The key to this risotto is have a lot of different types of cured sausage. Pay a visit to your local Polish delicatessen to pick up a good selection of them – the more types, the better. If you can’t get Polish, get some chorizo or similar. Make sure they’re all cured – don’t get raw sausages. Chop them all into little cubes (1cm or less), mix them all together, and freeze whatever’s left.
Make sure you use enough butter. Don’t be afraid of it, butter is both an essential part of the flavour and necessary for the recipe to work.
Serves: 2 (scale up as needed)
Takes: 2 hours
You will need
- 300g of mixed cubed sausages.
- Handful of risotto rice
- Handful of pearl barley
- Handful of pine nuts
- 2 chopped onions
- A little garlic
- Porcini mushrooms
- A glass of rosé wine
- Chicken stock
- Olive oil
- Plenty of butter
- Parmesan cheese
- A big frying pan
- A sieve and big bowl, of similar size
If you don’t have pearl barley, you can use double the rice instead.
If the mushrooms are dried, soften them in hot water first and add that to the stock.
Preparation
Put a sieve on top of a bowl. Melt a generous knob of butter atop a dab of olive oil in a frying pan (this stops the butter burning), on a medium heat. Fry the cubed sausages, then transfer them to the sieve. Let the flavoured oil drip down into the bowl, then pour it back into the frying pan.

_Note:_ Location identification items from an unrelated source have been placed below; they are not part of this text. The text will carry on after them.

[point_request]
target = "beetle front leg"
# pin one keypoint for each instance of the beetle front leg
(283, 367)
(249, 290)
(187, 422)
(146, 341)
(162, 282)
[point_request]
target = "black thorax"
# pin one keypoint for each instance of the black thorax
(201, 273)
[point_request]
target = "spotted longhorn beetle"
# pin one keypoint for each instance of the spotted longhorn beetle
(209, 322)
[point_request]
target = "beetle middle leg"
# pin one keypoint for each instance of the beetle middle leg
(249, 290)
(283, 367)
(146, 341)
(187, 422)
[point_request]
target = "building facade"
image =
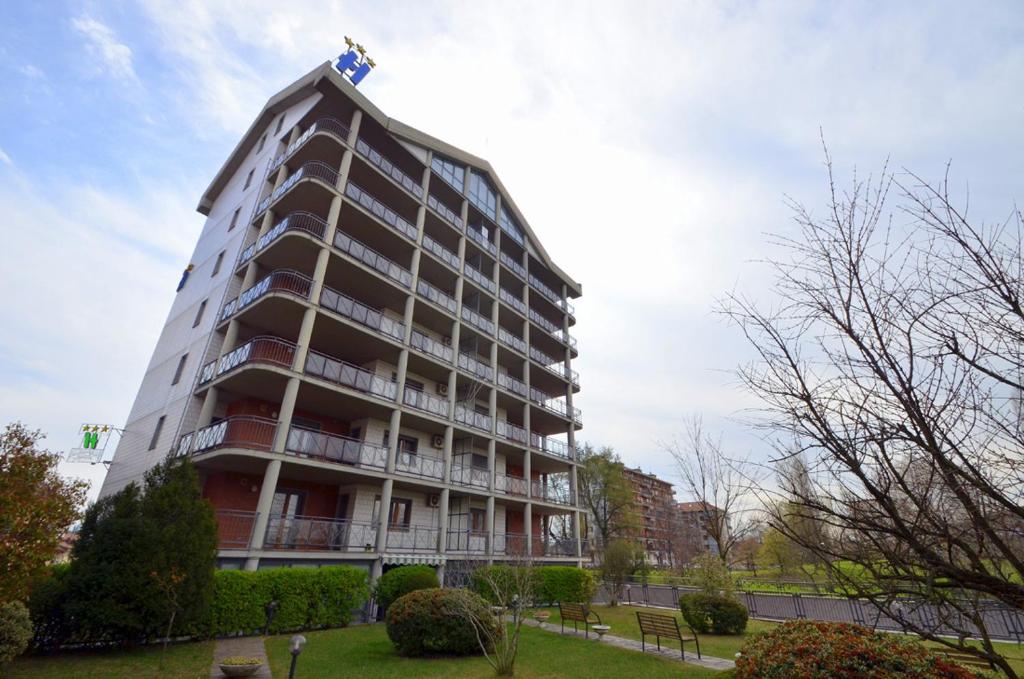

Fry the onions in the same oil. Give them enough time to soften. Add the rice, barley and pine nuts and fry for just a minute or two, stirring regularly.
Pour in a glass of wine. Turn the heat down low, add the mushrooms, and stir it all together. Let it simmer gradually until the liquid is nearly gone. Add a cup or stock and repeat. Keep going until you’ve used up nearly all the stock. Don’t let it get too wet or too dry, just keep adding the liquid gradually.
Add the fried sausages, some parmesan and the last of the stock. Turn the head up to medium and reduce until there’s no liquid. Serve with more cheese.